When the 2020 presidential primary race began, many Democratic voters worried that if their party nominates a woman, it will be 2016 all over again: a campaign saturated in toxic sexism that ended in a victory for America’s most toxic sexist, a man who became president despite being on tape bragging about his ability to sexually assault women with impunity. The country, they feared, might just not be ready to elect a woman to its highest office.

With the campaign in full swing, those fears have not disappeared, even if they may have diminished a bit. What’s clearer than ever is that given how the two parties are evolving, no matter who the Democratic nominee is, gender will be a critical factor in the outcome of the 2020 election.

But it’s complicated. Let’s start first in North Carolina, where a primary runoff was held Tuesday for a special election to fill the seat of the late Rep. Walter B. Jones (R), in a solidly Republican district. Those concerned about the increasingly male face of the GOP invested time and money in the candidacy of Joan Perry, who got trounced by Greg Murphy, a state representative.

As Julie Hirschfeld Davis of the New York Times reported from North Carolina, Perry ran into a suspicion that despite the extremely conservative stances she took on issues, “maybe because she’s a woman she might not be as hard-line as I want her to be," as Davis put it, characterizing the views of GOP voters.

So with Perry’s loss, the number of Republican women in the House will stay at an incredible 13, out of 197 Republicans. In other words, the House GOP caucus is 93 percent male. Republicans do only slightly better in the Senate, where their caucus is 85 percent male (the figures for Democrats are 62 and 64 percent male, respectively).

Plenty of Republicans are concerned that this dynamic affects how the party is perceived when it comes to competitive elections: Women struggle to win Republican primaries, leaving the face of the party almost entirely male, and combined with the positions the party takes, such as its unceasing efforts to outlaw abortion, it ends up sending a message of unremitting hostility to women. As Rep. Liz Cheney (R-Wyo.) said in response to Perry’s loss, “We have to work very hard as Republicans to convince more women to run for office, but also to convince more women to vote for us.”

But when they don’t — and when the party is led by President Trump — voters (both women and men) begin to see the entire GOP as sexist. As political scientist Brain Schaffner argues, based on an analysis of 2016 and 2018 voting patterns:

In 2018, Republican House candidates were penalized by voters who don’t hold sexist views in a way they were not in 2016. And [Trump’s] rhetoric does not appear to be winning the party any new supporters to make up for those losses ... the data here suggest that after two years as president, Trump’s sexism has begun to become part of the Republican Party’s branding for GOP House candidates.

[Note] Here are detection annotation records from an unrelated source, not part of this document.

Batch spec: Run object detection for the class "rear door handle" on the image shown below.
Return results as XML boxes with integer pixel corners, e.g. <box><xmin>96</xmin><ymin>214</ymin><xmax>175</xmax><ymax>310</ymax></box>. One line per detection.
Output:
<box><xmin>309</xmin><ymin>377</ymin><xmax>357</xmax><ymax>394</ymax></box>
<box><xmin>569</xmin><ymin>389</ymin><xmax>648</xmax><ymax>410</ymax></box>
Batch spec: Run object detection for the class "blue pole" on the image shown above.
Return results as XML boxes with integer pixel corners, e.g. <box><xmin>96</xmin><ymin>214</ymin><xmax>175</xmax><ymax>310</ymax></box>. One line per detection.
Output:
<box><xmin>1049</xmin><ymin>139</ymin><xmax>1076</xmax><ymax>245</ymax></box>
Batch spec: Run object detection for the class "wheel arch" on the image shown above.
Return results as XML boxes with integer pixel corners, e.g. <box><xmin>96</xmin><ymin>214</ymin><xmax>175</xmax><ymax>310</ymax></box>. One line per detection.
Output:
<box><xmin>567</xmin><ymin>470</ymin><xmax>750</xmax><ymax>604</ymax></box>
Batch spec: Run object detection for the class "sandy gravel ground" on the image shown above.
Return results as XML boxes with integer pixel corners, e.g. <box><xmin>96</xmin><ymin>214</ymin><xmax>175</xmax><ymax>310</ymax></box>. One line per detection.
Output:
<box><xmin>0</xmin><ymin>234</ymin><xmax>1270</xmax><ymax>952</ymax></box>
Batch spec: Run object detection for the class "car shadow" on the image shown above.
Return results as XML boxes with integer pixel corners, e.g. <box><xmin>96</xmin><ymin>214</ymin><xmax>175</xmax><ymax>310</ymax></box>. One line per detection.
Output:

But the picture is even more complicated, because it isn’t only Republicans who hold sexist beliefs. As Schaffner and Sam Luks explain in The Post, about a quarter of Democratic voters hold beliefs they categorize as “hostile sexism” based on answers to survey questions asking respondents whether they agree with statements such as “Most women fail to appreciate all that men do for them” and “Women seek to gain power by getting control over men.” And those beliefs have a strong effect on which presidential candidate they’re supporting, at least so far:

Among the least sexist voters, [Joe] Biden and [Sen. Elizabeth] Warren are neck-and-neck; among the most sexist Democratic primary voters, Biden is preferred by as much as a four-to-one margin. Warren’s support drops from nearly 30 percent among the least sexist voters to less than 10 percent among those who are most sexist. Harris’s support drops from around 15 percent among the least sexist voters to less than 5 percent among those who are most sexist.

That doesn’t mean that the female candidates are doomed, just that it’s one factor hurting them and helping the male candidates. Nor does it mean that even the most sexist Democratic voters won’t support their party’s candidate in the general election if she’s a woman; party identity will be the most powerful force at play, probably overwhelming every other consideration.

But here’s what we know: Gender is going to be a critical factor in both the primaries and the general election in 2020. It will make it harder for a woman to become the Democratic nominee, not only because of a certain degree of sexism among Democratic voters but also because of the perception that the wider electorate is sexist and therefore nominating a man is a safer choice.

That perception may be right, or it may be wrong. We can’t be sure yet because we don’t know exactly what the general election will be like. The dynamics will change depending on which man or woman faces off against Trump. Trump himself may do more or less to emphasize his own misogyny. Other issues could become more important.

But it does seem clear that the gender gap is only growing bigger. In 2016 it was the highest in history: Trump won men’s votes by 11 points (52-41), while Hillary Clinton won women’s votes by 15 points (54-39). What has happened since then? More women have come forward to accuse the president of sexual assault, the GOP became more male in its public face, we had the battle over Brett M. Kavanaugh’s Supreme Court nomination, Republicans got closer than ever to overturning Roe v. Wade (and might succeed before November 2020) and six Democratic women ran for president.

That’s a recipe for a general election in which questions of gender and sexism matter more than ever. Especially if the Democratic nominee is a woman, but even if it’s a man.